10/09/2025
Celebrating Tilly’s 25 birthday! This post is in honour of my Tilly, much loved by so many. 😊
A few years ago I remember standing on the sidelines towards the end of a long jumping lesson at my daughter’s pony club camp on a hot summers day. There was an awful lot of shouting. There were tears from some of the youngsters. And there was … “Can you get that fat lazy lump of a pony over that jump - she’s taking the mick!” directed at Tilly and daughter. I didn’t say any thing (mum it’s fine!) but that afternoon brought up a lot of questions for me as to what we are teaching our young people.
For me, describing a horse’s reaction in human terms is not helpful. Horses don’t think like we do. They don’t have the brain capacity for human-style reasoning or plotting. Their brains are smaller (especially the neocortex, which in humans is responsible for logic and rational thought), and they live almost entirely in the present.

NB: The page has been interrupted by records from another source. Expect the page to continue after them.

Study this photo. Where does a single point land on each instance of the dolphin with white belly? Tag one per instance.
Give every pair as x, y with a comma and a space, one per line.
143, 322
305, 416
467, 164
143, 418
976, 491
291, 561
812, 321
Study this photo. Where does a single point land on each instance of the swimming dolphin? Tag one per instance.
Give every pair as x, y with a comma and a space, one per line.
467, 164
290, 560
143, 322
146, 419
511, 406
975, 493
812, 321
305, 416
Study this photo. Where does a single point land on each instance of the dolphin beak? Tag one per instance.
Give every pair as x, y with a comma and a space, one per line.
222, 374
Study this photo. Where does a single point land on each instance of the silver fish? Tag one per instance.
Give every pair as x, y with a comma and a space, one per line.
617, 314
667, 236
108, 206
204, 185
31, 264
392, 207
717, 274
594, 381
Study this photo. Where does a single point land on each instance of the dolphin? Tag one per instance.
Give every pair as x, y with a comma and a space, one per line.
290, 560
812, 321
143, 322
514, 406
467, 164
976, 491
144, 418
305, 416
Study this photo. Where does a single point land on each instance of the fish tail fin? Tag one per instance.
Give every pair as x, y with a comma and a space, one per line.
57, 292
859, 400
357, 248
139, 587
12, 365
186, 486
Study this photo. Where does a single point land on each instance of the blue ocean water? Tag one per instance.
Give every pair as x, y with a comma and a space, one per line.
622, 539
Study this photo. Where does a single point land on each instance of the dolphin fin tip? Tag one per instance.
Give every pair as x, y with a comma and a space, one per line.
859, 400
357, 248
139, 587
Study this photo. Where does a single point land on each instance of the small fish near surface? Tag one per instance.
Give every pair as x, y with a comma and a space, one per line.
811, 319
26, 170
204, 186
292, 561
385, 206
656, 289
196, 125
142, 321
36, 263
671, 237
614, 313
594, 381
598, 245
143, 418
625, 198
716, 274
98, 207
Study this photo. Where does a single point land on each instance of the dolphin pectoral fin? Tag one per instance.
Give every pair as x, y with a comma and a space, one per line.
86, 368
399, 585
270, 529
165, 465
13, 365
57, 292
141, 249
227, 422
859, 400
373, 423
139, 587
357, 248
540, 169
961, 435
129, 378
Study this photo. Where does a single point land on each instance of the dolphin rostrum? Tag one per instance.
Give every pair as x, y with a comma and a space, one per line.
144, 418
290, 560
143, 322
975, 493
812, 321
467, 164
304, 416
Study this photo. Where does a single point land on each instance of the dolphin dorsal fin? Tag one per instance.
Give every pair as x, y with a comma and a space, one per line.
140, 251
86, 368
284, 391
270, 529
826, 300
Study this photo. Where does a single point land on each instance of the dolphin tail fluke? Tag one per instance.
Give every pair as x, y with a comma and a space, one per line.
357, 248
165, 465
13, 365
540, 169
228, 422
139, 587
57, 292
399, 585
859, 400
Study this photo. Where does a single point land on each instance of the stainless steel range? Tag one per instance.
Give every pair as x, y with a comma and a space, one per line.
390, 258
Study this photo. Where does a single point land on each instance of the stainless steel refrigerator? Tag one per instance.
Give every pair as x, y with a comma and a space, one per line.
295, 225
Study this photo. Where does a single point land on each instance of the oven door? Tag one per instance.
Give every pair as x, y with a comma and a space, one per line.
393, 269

A horse’s responses are driven by the limbic system — the part of the brain that governs survival, flight, and emotional reactions. Every spook, buck, nap, cow kick, nip, or bolt is not about defiance, it’s about self-preservation. Sometimes this is in response to a perceived threat or confusion, and at other times it can be due to pain or discomfort. Horses are prey animals, finely tuned to notice the smallest change in their environment, and their first line of defence will always be to move away from what doesn’t feel safe.
When we interpret horse behaviour in human terms, it rarely leads to resolution. But when we recognise negative behaviour as instinctive — reflecting how horses (prey/flight animals) might feel during their time with us (predators) and this might include fear, pain, worry, alert, high adrenaline — and acknowledge it for what it is, we can start to identify the real cause and find solutions.
When we understand this, we see that what looks like a “negative” response isn’t calculated at all. It’s simply a horse doing what its instincts tell it to do in that moment.
When we change how we “see” behaviour, everything about our relationship with horses can change too. 😊
Anyone else had a lightbulb moment where understanding your horse’s reaction changed how you responded?